6 Creepy Urban Legends That Happen to be True (Part 3!)

The Legend:
This one has gotten bounced around in "news of the weird" columns for decades, with the variation that the guy either saws off his own head on a bet, or as an accident, or as the most incredibly gruesome (and honestly kind of awesome) form of suicide possible.
But honestly, is this even physically possible?
The Truth:
Apparently so.
David Phyall, a 50-year-old British man, really really didn't want to leave his apartment block, which was set to be demolished. Alternative accommodations were offered to him 11 times, but David just wasn't taking.
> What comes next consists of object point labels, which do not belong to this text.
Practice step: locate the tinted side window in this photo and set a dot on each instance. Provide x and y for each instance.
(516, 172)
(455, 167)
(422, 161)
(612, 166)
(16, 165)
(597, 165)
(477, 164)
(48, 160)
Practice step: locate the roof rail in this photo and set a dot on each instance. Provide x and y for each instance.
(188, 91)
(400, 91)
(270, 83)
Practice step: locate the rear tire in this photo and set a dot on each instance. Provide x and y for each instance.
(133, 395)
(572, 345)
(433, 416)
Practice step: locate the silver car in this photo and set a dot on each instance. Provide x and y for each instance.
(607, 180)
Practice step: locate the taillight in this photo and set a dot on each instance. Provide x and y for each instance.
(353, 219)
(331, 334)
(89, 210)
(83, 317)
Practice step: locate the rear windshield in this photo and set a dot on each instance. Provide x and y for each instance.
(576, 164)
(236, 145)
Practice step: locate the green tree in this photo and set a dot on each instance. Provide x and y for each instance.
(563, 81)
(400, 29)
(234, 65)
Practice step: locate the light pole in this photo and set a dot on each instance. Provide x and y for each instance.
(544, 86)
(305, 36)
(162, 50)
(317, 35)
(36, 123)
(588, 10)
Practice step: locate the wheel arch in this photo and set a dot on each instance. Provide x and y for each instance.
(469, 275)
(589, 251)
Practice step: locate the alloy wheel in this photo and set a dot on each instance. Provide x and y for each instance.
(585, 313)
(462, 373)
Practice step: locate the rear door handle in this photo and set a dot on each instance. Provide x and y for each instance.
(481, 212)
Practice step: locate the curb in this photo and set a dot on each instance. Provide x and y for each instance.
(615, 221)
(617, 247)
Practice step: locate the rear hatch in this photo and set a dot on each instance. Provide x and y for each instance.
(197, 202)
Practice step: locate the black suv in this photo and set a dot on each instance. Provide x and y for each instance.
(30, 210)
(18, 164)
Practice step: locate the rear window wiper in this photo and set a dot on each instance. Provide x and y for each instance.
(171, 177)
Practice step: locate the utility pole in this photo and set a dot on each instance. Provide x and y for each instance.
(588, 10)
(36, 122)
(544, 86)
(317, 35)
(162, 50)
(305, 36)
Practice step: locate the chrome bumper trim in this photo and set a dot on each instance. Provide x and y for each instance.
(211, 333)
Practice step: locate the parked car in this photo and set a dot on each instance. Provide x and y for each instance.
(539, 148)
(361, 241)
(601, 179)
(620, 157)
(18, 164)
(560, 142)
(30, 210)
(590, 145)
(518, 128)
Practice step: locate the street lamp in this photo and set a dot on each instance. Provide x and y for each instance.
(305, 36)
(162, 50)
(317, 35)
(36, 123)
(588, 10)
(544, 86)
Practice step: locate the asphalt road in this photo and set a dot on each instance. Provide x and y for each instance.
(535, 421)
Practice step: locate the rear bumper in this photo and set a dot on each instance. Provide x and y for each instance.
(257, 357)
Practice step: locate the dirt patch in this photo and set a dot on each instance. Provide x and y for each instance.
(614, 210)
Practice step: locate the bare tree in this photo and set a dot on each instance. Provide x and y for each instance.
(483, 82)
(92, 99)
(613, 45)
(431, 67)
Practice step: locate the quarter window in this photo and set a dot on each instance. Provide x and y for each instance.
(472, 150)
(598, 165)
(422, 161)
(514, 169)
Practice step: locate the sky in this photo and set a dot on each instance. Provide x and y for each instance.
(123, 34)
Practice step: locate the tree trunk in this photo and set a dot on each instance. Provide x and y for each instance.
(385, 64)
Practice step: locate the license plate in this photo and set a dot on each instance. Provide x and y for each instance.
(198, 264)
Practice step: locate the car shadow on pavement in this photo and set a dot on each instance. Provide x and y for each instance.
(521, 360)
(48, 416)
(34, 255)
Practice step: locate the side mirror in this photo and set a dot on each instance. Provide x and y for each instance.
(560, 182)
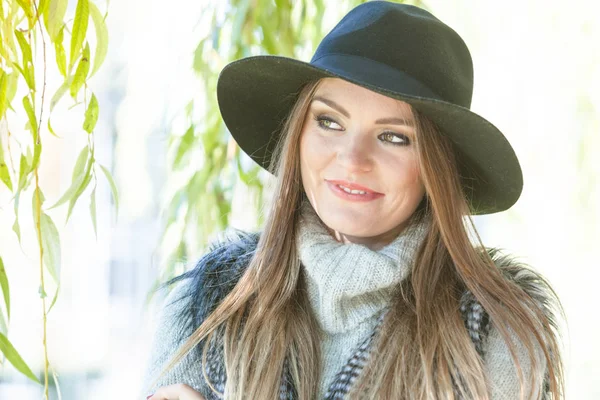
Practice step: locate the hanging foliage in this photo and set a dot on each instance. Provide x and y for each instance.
(201, 205)
(38, 37)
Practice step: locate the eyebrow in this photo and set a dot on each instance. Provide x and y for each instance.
(391, 120)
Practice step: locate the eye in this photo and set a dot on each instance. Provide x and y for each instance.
(327, 123)
(397, 139)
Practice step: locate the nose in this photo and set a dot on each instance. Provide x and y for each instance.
(354, 154)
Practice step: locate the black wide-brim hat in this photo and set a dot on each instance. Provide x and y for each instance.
(397, 50)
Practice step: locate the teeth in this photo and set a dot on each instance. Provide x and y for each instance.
(345, 189)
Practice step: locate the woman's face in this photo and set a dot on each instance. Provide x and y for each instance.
(360, 141)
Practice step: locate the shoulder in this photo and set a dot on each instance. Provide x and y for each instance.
(525, 277)
(214, 275)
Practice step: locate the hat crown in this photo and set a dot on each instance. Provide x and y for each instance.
(407, 39)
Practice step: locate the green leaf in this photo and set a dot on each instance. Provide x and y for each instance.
(86, 180)
(101, 37)
(5, 287)
(23, 171)
(78, 176)
(27, 6)
(3, 94)
(3, 323)
(43, 7)
(91, 115)
(31, 116)
(5, 175)
(61, 55)
(81, 73)
(60, 92)
(12, 83)
(51, 244)
(15, 359)
(93, 212)
(25, 48)
(82, 14)
(34, 203)
(53, 18)
(17, 229)
(113, 187)
(28, 75)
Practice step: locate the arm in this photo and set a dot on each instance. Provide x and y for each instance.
(502, 371)
(168, 336)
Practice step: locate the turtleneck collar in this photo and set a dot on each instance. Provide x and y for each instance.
(349, 283)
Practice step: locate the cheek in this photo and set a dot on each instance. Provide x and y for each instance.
(406, 176)
(314, 153)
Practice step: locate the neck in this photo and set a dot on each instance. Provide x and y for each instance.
(349, 283)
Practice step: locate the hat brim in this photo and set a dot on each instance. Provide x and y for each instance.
(255, 95)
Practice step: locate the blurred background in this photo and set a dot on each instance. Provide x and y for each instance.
(181, 179)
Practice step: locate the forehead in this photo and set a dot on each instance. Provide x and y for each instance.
(351, 95)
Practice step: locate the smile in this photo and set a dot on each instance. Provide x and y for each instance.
(352, 192)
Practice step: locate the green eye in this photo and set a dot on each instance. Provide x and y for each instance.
(397, 139)
(327, 123)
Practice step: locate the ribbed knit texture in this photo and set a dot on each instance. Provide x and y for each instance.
(349, 286)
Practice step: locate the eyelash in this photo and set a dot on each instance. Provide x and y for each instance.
(406, 140)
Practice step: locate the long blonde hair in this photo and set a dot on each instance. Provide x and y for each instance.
(423, 350)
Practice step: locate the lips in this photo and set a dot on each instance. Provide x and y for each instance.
(352, 191)
(353, 186)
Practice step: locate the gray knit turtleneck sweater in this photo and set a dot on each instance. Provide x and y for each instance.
(349, 286)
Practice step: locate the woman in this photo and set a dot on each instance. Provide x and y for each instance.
(364, 282)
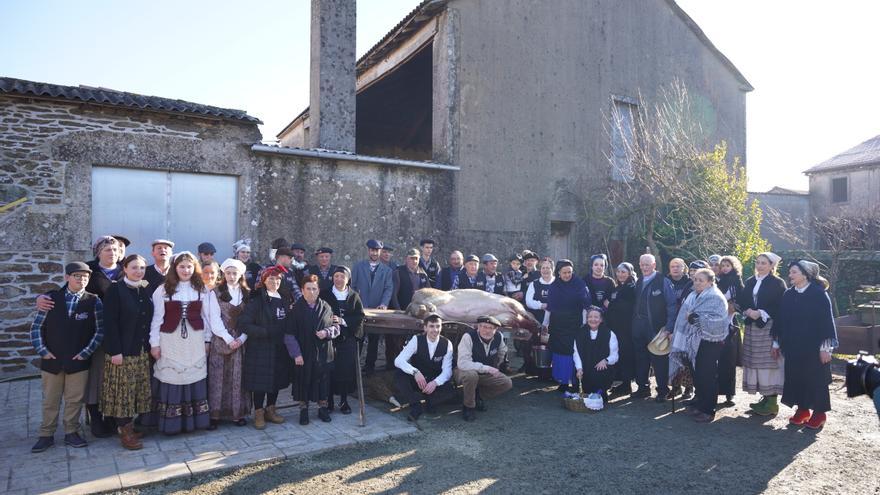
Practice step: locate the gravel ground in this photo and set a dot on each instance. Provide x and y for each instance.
(527, 443)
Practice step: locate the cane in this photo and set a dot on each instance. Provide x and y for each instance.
(360, 384)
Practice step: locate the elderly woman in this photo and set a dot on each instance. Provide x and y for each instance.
(242, 252)
(565, 315)
(806, 335)
(595, 354)
(128, 312)
(759, 304)
(700, 330)
(730, 284)
(226, 395)
(315, 326)
(266, 321)
(184, 313)
(619, 317)
(349, 310)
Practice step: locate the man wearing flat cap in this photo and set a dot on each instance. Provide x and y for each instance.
(424, 368)
(206, 253)
(65, 337)
(489, 279)
(482, 357)
(374, 281)
(427, 261)
(324, 269)
(468, 277)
One by one, all his neighbors moved out, leaving him the sole holdout rattling around in a condemned apartment building all on his own.
Something had to give and it turned out that something was going to be David's vertebrae. See, he had a plan that was definitely going to cost him his safety deposit, and make a hell of a chore for the cleaning staff. David tied a chainsaw to the leg of a table, laid down with his neck against it, set the saw on a 15-minute timer, then took a stiff drink.
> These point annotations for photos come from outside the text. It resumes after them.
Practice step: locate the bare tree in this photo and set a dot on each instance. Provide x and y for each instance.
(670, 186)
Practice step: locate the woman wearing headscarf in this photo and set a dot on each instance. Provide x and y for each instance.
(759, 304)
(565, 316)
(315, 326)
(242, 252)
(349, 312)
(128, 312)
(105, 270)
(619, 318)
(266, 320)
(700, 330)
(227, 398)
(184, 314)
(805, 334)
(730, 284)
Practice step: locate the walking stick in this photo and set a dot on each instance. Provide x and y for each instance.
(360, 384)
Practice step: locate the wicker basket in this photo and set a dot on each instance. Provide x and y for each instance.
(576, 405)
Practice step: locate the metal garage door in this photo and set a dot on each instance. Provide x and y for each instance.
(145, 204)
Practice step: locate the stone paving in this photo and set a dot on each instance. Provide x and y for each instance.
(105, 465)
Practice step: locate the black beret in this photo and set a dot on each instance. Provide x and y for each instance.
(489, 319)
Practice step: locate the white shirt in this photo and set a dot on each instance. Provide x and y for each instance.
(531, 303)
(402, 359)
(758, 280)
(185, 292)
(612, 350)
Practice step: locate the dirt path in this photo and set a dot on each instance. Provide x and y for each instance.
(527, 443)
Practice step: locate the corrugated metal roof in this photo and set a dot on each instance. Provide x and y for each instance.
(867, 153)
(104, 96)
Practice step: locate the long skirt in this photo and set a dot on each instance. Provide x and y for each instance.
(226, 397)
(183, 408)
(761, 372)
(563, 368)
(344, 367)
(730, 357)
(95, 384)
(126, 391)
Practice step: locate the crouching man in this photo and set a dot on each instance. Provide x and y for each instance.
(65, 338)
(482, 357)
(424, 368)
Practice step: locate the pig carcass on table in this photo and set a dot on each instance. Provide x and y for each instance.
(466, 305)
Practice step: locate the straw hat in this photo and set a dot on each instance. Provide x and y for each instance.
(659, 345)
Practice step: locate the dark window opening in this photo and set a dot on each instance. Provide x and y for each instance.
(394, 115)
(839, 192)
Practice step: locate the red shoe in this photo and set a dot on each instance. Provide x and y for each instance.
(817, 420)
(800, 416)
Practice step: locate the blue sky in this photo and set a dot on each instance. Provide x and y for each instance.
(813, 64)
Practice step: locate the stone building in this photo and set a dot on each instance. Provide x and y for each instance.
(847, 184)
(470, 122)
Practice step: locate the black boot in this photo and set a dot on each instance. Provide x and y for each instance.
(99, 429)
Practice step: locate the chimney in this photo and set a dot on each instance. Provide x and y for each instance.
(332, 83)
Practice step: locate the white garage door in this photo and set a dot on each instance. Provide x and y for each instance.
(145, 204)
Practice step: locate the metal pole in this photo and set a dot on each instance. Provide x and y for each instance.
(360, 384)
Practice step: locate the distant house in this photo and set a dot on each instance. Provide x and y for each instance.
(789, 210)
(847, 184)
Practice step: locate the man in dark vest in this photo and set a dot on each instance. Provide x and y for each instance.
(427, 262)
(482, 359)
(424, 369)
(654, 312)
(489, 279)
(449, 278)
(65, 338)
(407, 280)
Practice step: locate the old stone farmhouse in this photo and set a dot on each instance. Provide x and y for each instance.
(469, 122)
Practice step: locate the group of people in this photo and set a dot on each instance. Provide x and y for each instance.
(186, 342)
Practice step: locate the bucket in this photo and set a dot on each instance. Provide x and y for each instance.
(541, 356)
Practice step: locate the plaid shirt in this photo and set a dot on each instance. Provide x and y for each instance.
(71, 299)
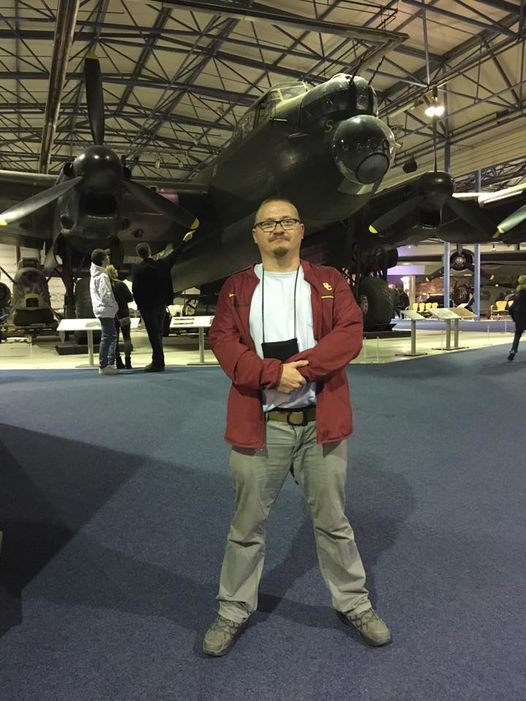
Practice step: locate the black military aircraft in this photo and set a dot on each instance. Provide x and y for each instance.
(93, 203)
(323, 147)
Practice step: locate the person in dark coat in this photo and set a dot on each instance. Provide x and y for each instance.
(153, 292)
(123, 296)
(518, 314)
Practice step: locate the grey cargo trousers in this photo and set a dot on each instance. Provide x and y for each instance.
(258, 476)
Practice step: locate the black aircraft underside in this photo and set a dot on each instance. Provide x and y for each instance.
(322, 147)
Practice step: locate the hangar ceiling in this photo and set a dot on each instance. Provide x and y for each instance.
(178, 75)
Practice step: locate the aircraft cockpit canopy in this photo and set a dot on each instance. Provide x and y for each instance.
(263, 109)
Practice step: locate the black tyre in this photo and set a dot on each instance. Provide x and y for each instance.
(376, 302)
(5, 296)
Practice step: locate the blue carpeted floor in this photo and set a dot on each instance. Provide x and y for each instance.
(115, 500)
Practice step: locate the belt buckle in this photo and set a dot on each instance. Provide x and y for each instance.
(303, 421)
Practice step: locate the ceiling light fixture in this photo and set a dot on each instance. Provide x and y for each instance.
(435, 108)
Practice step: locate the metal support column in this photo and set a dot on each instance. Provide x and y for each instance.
(476, 261)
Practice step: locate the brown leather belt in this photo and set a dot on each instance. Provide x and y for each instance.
(293, 417)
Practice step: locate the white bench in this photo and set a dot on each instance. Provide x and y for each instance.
(89, 326)
(194, 322)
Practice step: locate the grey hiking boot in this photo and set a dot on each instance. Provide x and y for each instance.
(220, 636)
(370, 626)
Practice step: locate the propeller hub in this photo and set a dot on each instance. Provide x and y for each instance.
(362, 149)
(100, 169)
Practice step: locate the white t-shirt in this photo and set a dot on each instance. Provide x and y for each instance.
(279, 326)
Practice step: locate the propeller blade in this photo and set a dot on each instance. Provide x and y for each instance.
(186, 220)
(94, 99)
(394, 215)
(470, 214)
(41, 199)
(512, 220)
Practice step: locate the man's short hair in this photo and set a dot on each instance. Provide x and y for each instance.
(98, 255)
(143, 250)
(112, 272)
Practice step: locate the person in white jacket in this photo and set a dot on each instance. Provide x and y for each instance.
(105, 309)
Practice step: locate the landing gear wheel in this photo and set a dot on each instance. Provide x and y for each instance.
(376, 303)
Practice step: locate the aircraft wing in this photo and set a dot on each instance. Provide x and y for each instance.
(16, 186)
(426, 206)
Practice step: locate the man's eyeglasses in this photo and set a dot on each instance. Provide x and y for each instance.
(269, 225)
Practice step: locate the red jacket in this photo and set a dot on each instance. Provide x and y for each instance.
(338, 325)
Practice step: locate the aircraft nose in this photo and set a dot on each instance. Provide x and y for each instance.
(362, 148)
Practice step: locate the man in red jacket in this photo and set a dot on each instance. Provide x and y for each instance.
(284, 332)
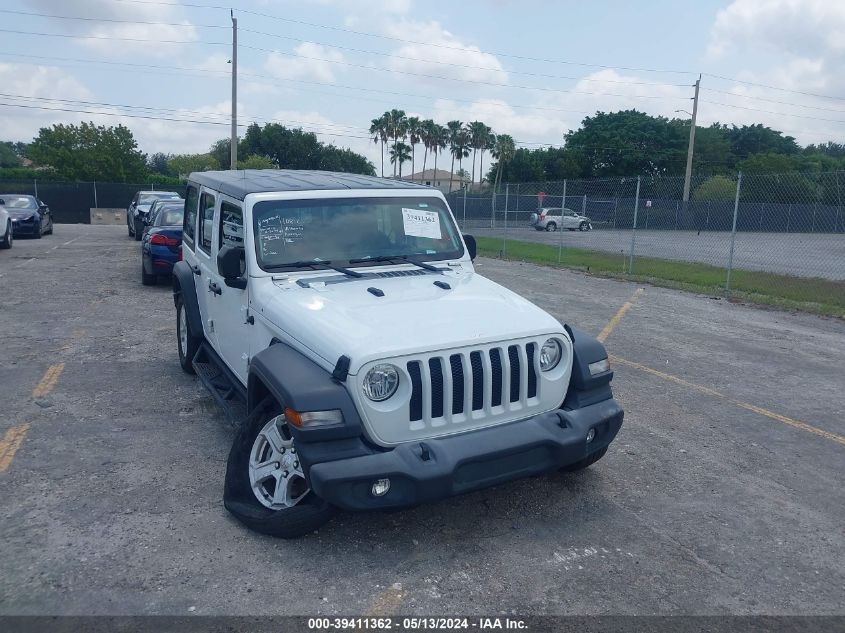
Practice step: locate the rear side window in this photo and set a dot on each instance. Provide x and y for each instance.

David's plan, and head, went off without a hitch.

Phyall's apartment block. We're thinking maybe he overreacted a little.
A superior asked the police Sergeant that found David if discovering the body was a shock to him. "In some ways it was sir," replied the Sergeant reportedly.
He was promptly fined by the British police for being too bloody excitable and not showing proper stiff upper-lippishness in the line of duty.

The Legend:
Head shrinking has been the subject of legend, jokes and old Looney Tunes sight gags for ages, but the practice couldn't actually be real, could it? It's just one more bit of bullshit white people made up about folks a shade darker than them, right? Well...
The Truth:
Head shrinking was in fact a real thing, practiced mainly by tribes located around the Amazon River basin. For those looking to throw the perfect head shrinking party, here's the recipe:
Make a cut on the back of the head, then painstakingly peel all the skin and flesh from the skull. Sew the eyes and mouth shut, then boil the flesh up good, dry it with hot rocks, then mold it back into a head-like shape. Viola! A handy miniature version of the guy you nailed with that arrow last week! While head shrinking was real, it was quite rare even amongst the tribes that practiced it, that is until collecting shrunken heads became the Pogs of the late 19th century. The shrunken head trade actually became big business, with numerous South American and Polynesian tribes (most of whom never shrunk heads in the first place) going to war with one another just to collect heads.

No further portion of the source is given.